Here is the hypothetical environment:
- 20 Java centric servers (i.e. Tomcat / Glassfish / Jboss / whatever) talking with client via HTTP
- The HTTP load balancer in front of the servers is not guaranteed to bring you back to the same server with each client connection.
- Anything else is available technology wise. (JMS / Camel / Memcached / Hazelcast / Whatever)
We want Joe and his browser (maybe using Flash or HTML5 or whatever client technology) to receive all messages that are published to a JMS topic available to all 20 servers.
Here is an example :
- Joe's first HTTP connection hits server A
- Server A now has an HTTP session for Joe (via cookies, etc)
- Server A subscribes him to the topic (based on his session ID or the like)

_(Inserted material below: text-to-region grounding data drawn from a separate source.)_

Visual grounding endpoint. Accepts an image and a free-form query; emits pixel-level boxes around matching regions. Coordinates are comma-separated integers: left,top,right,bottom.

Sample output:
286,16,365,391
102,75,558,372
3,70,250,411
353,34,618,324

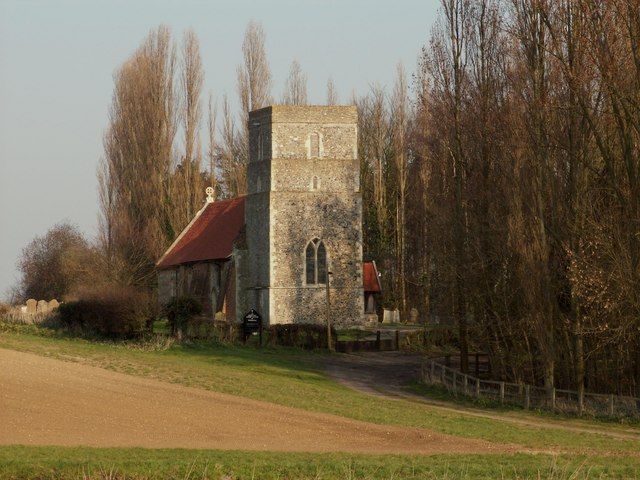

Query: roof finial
205,186,214,203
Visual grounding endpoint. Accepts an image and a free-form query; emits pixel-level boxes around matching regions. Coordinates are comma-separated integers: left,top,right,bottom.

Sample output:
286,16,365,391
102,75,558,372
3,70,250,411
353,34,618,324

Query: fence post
445,355,451,367
431,359,435,380
578,390,584,417
453,371,457,394
525,385,530,410
475,378,480,398
395,329,400,350
475,352,480,377
463,374,468,395
376,330,381,350
609,394,614,417
500,382,505,405
551,387,556,411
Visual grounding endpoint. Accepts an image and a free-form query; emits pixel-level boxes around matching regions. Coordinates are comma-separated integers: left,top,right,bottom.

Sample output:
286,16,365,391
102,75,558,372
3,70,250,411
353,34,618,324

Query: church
156,105,381,326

- Joe's HTTP connection ends.
- A message is posted to the topic.
- Joe makes another connection, but this time it is handled by server F.

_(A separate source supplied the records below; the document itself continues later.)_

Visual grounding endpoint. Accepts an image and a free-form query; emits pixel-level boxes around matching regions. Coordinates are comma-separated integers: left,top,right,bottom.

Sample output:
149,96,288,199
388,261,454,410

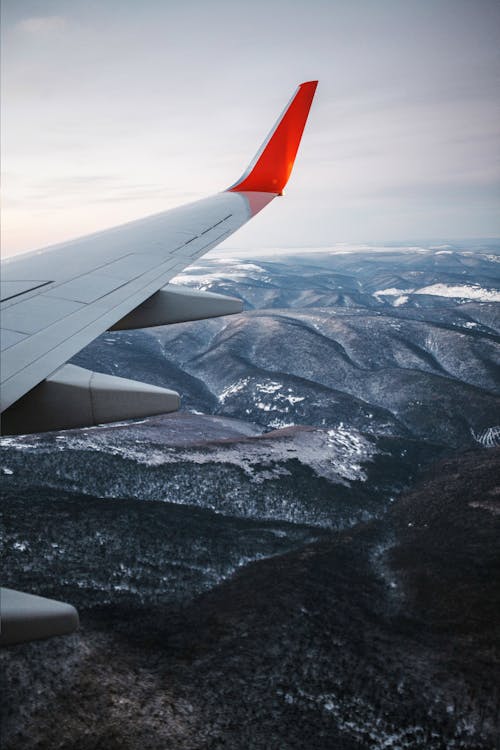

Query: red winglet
227,81,318,195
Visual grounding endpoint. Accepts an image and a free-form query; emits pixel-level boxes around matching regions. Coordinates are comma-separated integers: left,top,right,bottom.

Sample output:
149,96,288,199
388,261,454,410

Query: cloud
17,16,67,34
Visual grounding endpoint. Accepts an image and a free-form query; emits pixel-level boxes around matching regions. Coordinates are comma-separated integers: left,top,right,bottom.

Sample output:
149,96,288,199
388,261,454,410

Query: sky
1,0,499,257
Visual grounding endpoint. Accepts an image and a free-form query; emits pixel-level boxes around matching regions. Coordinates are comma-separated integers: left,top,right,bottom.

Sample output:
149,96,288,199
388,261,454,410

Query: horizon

This is where things get a little vague for me.
- We know Joe's session ID on his return (and maybe the session is shared across all servers), but what about the JMS subscription? If server F has to subscribe Joe again to the topic, did he just miss a message? Is A the only server that Joe can retrieve that message from or is there some kind of magic that can happen when he subscribes on F and it just knows that he didn't get the message (presumably waiting for him on A).

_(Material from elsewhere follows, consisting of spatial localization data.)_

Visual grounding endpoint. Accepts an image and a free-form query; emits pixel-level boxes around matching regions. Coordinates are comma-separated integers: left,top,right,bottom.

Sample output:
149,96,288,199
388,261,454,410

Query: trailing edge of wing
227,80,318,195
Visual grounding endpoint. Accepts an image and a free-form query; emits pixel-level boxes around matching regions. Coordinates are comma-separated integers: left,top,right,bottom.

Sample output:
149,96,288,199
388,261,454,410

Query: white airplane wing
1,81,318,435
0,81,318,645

I guess I'm a little unclear as to what "subscribing" does (process wise) and how it relates to clustered servers. I'm playing with long polling (cometd) and websockets to help client responsiveness when it comes to receiving topic messages, but have to consider how this will work when there are many servers that could handle the connection and subscription. I want to avoid server pinning.
Thanks for any pointers.
EDIT1 : Hopefully some clarification. There is something specific I'm referring to here that is available in the BlazeDS framework. It allows a HTTP client to subscribe to a JMS topic and uses long polling to achieve near real time client updates, but it requires that once a client hits a server, all requests must go back to that one server. So it must (somehow?) be keeping the topic subscription active for that client on that server. I want to get rid of that requirement (with any technology/framework).